Revenons un instant sur le cri d’alarme des énergéticiens européens. Ils se plaignent de ce que leurs centrales thermiques ne tournent plus assez, et accusent l’essor des renouvelables d’en être la cause. En réalité, la diminution du recours aux centrales a de multiples causes: la crise économique et financière, l’arrivée sur le marché européen de charbon américain bon marché suite à l’essor du gaz de schiste outre-Atlantique, et, oui, la montée en puissance des renouvelables.
Tout indique pourtant que cela ne va pas durer, et que les centrales à gaz vont retrouver toute leur utilité avant peu. D’abord parce que la nouvelle réglementation européenne sur les grandes installations de combustion va bientôt entraîner la fermeture de nombreuses centrales à charbon, trop fatiguées pour être mises aux nouvelles normes. Ensuite, parce que… l’essor des renouvelables va se poursuivre!
Expliquons-nous. Les renouvelables qui augmentent en Europe, ce sont surtout l’éolien et le photovoltaïque. Aux premières étapes de leur développement, ces énergies tendent à déplacer les centrales de « mid-merit », celles qui sont rentabilisés sur quelques centaines, voire milliers d’heures par an – typiquement, les centrales à gaz, qui coûtent peu cher en investissement mais assez cher en combustible. Ce sont elles que les renouvelables « variables », le vent et le solaire (PV) déplacent d’abord.

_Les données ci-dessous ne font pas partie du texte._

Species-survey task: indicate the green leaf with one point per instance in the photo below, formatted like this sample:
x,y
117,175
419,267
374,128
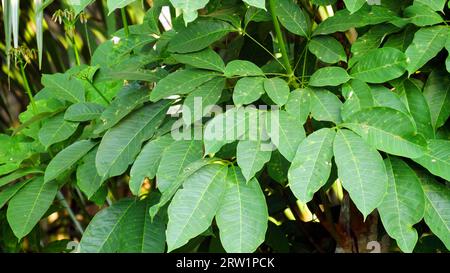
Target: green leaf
x,y
8,192
205,59
180,82
361,171
285,132
194,207
354,5
199,35
242,216
261,4
380,65
403,205
325,106
251,156
292,17
200,102
299,104
189,8
329,76
437,94
343,20
64,87
18,174
56,129
436,5
248,90
65,159
437,207
83,111
388,130
415,101
174,159
117,4
277,90
327,49
88,180
242,68
422,15
127,100
27,207
427,43
311,166
121,144
147,162
437,158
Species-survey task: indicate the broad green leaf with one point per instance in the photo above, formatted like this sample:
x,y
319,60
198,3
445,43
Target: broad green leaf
x,y
189,8
277,90
403,205
199,35
126,101
427,43
194,207
227,127
437,158
18,174
141,234
242,68
6,193
422,15
437,94
329,76
436,5
358,96
174,159
292,17
65,159
343,20
64,87
242,216
79,5
27,207
200,102
361,171
88,180
180,82
187,171
147,162
205,59
299,104
285,132
56,129
248,90
327,49
257,3
121,144
83,111
325,106
417,105
436,209
311,166
388,130
117,4
354,5
380,65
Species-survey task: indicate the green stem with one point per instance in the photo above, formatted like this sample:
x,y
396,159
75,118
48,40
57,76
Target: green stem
x,y
27,86
124,21
98,92
281,43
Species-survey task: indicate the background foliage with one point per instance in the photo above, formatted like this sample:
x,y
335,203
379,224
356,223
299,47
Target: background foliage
x,y
362,154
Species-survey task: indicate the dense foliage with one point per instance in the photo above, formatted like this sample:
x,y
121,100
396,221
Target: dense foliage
x,y
348,139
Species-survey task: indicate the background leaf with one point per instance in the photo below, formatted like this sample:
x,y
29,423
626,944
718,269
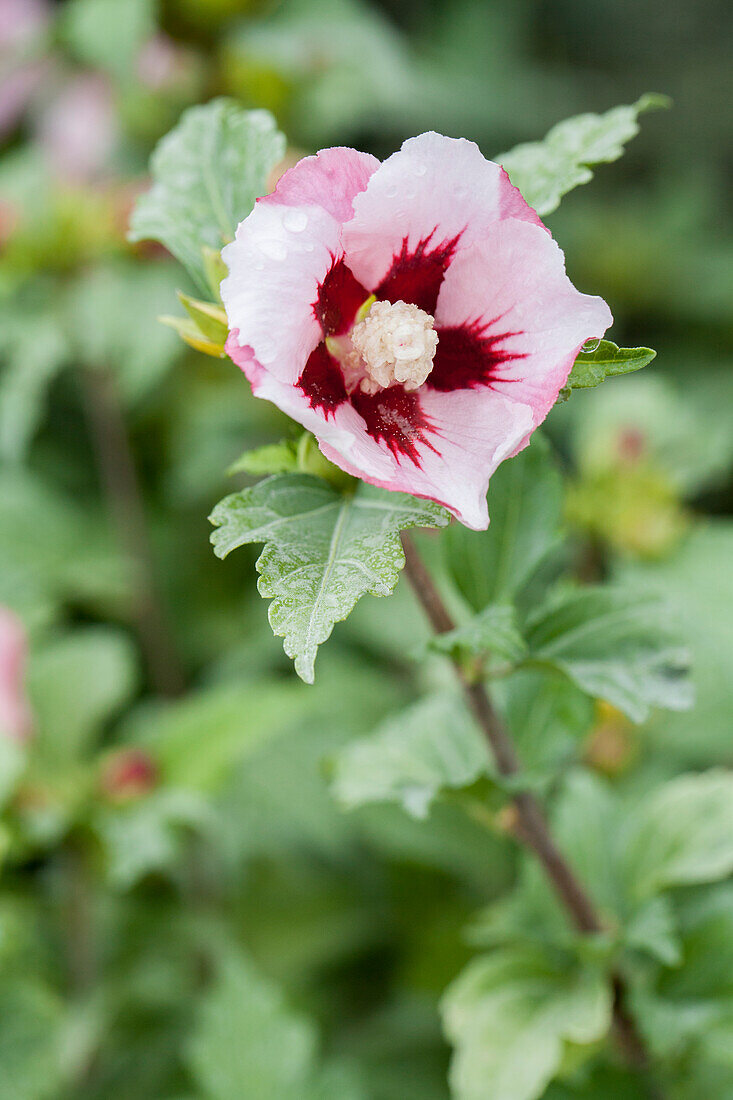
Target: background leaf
x,y
545,171
592,367
510,1015
525,504
207,174
414,756
613,645
682,834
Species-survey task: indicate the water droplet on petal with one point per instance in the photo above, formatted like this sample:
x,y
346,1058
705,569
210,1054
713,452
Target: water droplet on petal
x,y
266,351
295,220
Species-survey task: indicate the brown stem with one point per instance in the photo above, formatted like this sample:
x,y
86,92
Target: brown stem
x,y
532,824
119,476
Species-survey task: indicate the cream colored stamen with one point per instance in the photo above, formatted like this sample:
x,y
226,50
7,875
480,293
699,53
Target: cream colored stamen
x,y
394,342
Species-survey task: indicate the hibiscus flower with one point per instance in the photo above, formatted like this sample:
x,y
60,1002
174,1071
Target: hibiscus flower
x,y
414,315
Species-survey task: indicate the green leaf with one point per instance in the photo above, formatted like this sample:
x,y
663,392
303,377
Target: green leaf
x,y
248,1042
107,34
545,171
511,1016
547,716
652,930
271,459
112,312
73,559
238,719
525,504
681,834
150,835
77,683
31,1022
592,367
33,350
324,550
412,757
190,333
207,174
493,631
210,319
697,582
613,644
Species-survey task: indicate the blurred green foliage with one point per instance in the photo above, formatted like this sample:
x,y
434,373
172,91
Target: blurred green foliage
x,y
186,912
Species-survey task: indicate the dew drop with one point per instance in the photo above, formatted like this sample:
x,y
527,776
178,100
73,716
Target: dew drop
x,y
295,220
265,351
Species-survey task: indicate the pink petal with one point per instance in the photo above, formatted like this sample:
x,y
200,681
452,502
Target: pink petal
x,y
15,719
329,179
512,288
287,283
435,189
471,435
276,264
447,455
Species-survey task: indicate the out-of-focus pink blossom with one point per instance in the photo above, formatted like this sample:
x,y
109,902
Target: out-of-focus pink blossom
x,y
15,719
414,315
79,131
129,773
21,75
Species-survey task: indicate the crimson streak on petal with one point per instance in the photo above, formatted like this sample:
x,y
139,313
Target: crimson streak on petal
x,y
395,417
339,297
416,274
323,382
469,356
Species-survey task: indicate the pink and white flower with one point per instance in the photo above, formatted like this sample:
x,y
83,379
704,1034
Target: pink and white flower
x,y
414,315
15,721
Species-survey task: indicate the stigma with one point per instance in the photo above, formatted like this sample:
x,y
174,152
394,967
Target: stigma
x,y
394,342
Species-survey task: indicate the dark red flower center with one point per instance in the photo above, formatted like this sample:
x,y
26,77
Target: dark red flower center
x,y
468,356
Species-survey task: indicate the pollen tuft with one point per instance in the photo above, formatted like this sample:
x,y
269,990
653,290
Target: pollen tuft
x,y
394,342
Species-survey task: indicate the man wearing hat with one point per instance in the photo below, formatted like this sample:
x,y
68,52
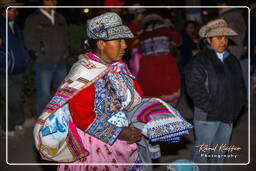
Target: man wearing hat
x,y
215,84
17,62
46,36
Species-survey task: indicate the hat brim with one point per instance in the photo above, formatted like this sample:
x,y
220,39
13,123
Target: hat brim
x,y
119,32
221,31
11,4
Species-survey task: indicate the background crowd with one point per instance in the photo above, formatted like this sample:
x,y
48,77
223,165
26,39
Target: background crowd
x,y
165,41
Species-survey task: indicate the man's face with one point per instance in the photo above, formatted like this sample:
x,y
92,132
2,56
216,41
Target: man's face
x,y
49,3
218,43
113,50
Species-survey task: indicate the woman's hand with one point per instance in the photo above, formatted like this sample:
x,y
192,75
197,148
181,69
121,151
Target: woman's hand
x,y
131,135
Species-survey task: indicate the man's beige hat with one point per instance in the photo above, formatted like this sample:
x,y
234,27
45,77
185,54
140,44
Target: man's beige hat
x,y
6,3
218,27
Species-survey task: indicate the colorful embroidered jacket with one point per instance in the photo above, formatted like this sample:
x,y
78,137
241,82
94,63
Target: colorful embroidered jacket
x,y
92,77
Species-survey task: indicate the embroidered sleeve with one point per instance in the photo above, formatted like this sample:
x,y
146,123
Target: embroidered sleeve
x,y
81,108
84,116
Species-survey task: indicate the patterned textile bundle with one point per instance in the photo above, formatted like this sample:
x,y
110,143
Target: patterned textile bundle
x,y
158,120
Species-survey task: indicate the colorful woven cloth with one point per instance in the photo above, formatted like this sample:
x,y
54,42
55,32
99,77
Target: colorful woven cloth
x,y
158,120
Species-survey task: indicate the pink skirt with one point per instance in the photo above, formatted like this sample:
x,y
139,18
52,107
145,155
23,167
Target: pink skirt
x,y
100,152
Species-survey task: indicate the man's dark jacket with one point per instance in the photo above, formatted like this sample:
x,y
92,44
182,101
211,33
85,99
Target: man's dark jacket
x,y
216,88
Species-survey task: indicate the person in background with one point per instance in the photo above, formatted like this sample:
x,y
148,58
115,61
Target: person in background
x,y
133,44
18,58
46,36
190,43
234,17
215,84
189,47
158,73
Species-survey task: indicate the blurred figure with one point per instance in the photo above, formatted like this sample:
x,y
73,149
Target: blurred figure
x,y
253,51
238,47
215,84
46,36
17,62
133,44
189,47
190,43
158,74
234,18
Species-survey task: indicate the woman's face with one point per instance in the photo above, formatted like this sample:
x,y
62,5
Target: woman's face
x,y
218,43
113,50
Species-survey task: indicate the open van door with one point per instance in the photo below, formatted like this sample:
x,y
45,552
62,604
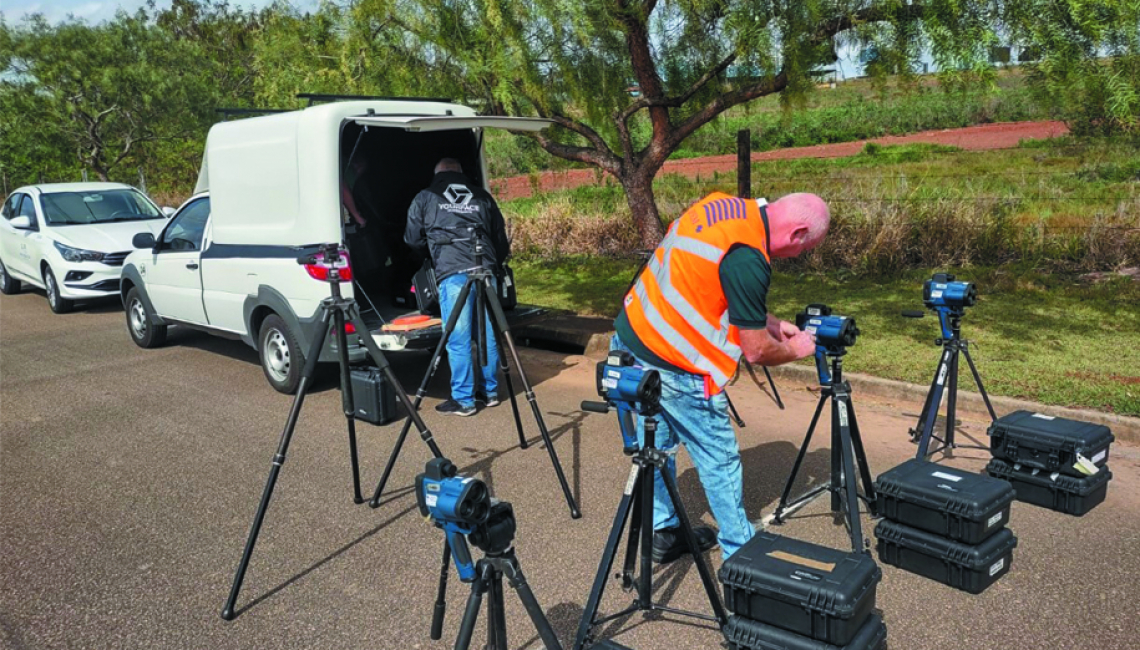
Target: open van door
x,y
426,123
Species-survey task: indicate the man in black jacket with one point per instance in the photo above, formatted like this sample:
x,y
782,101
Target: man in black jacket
x,y
444,221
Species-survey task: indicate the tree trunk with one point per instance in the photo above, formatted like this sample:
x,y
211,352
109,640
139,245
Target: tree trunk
x,y
643,205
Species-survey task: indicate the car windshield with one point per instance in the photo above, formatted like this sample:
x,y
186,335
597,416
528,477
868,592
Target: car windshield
x,y
102,206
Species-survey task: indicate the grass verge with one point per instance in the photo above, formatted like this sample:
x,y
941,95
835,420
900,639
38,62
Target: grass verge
x,y
1041,336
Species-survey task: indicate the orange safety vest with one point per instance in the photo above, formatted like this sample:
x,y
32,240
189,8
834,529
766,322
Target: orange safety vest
x,y
677,307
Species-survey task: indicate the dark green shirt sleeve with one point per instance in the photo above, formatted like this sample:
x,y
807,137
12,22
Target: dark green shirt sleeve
x,y
744,276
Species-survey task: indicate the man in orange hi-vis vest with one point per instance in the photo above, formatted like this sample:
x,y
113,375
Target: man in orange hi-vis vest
x,y
698,306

Mais si l’éolien et le solaire continuent de se développer, ce sont les centrales qui fonctionnent « en base » – disons, plus de cinq mille heures par an – qui seront touchées. Le photovoltaïque, surtout, fortement concentré sur les heures de milieu de journée, pose un véritable problème à ce type de centrale. Et donc, on aura progressivement besoin de moins de centrales de ce type – charbon ou nucléaire. En revanche, les centrales à gaz, techniquement plus « flexibles » – plus faciles à arrêter et redémarrer, à faire fonctionner à faible capacité, capables de montées en puissance ou « descentes » rapides – retrouveront toute leur utilité. Et surtout, leur avantage compétitif, puisqu’elles peuvent être rentabilisées sur des durées plus courtes que les centrales faites pour la « base ».
Autrement dit, ceux qui ont investi dans des centrales à gaz aujourd’hui sous-employées n’ont pas une mais deux issues possibles: revenir en arrière, ou accélérer la transition vers les renouvelables.
Quel dommage d’en voir neuf, et non des moindres, faire le mauvais choix!